I’m 17ish living in Connecticut.
I go away to MIT (Musicians Institute) home of GIT (Guitar Institute of Technology and BIT (Bass Institute of Technology) and become this hotshot guitarist out in California. Mark Sarzo (last name changed to protect the innocent) uses my name to hold a guitar clinic at Caruso Music hoping to make bank. He plays a little guitar and we looked exactly like each other back in the little league baseball days. People used to mix us up for each other constantly. Ironic that not only did we become friends but played in a couple bands together during junior high school too.
So apparently Sarzo had every intention of trying to teach this clinic. There were flyers all over town on telephone poles, and ads in all the local papers and magazines.
Well I’m home from vacation at the time and, catching wind of it I figure out what’s going on pretty quickly. First I was angry and hurt and confused but then a little flattered. I meditate on it and decide to show up and teach the clinic.
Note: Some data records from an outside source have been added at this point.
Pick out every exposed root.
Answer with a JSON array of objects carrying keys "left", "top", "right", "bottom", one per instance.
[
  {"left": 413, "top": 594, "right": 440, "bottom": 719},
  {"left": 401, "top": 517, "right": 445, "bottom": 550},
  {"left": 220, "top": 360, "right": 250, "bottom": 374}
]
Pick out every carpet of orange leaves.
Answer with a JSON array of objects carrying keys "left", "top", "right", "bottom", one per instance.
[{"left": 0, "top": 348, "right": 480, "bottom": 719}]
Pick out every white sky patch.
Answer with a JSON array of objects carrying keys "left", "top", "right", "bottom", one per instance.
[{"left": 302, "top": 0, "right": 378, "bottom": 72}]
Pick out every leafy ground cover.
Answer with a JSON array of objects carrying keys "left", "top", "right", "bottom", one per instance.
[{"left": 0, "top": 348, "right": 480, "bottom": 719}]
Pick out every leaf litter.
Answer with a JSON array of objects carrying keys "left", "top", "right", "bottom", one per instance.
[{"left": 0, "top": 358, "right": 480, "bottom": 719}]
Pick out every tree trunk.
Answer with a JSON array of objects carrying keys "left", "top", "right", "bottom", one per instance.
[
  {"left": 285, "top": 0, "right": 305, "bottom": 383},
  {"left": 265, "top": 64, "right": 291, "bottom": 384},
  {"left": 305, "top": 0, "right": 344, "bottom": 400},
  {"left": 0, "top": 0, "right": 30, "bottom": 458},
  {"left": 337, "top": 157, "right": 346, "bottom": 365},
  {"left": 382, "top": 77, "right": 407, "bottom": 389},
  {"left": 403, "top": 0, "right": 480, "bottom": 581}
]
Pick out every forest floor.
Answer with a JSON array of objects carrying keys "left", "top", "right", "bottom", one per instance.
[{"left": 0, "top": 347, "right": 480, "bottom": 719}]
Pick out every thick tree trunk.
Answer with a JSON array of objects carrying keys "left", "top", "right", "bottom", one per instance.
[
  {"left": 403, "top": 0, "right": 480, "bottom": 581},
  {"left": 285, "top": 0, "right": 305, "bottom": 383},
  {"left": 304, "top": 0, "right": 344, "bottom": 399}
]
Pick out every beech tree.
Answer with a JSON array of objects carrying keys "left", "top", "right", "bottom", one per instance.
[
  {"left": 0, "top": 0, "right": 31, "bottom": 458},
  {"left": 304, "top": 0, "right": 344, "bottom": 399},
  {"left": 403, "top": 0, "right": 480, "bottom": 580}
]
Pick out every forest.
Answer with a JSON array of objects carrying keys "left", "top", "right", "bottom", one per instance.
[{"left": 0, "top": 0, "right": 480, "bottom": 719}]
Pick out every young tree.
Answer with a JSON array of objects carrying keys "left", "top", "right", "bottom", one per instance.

It’s well attended and we do make bank. Richie Caruso comes over and hands me a huge check. Mark Sarzo comes up to me and apologizing, he explains what happened and tells me some story about something really heart wrenching that I don’t know maybe it really has happened so I tell him I’ll cut him two checks from this one, half for himself and then the other half is one that he has to hand deliver to Mr. Day at Claude Chester grade school for their once a week soup kitchen. Mark Sarzo thanks me and keeps apologizing over and over until I insist I’ve already forgiven him and please stop.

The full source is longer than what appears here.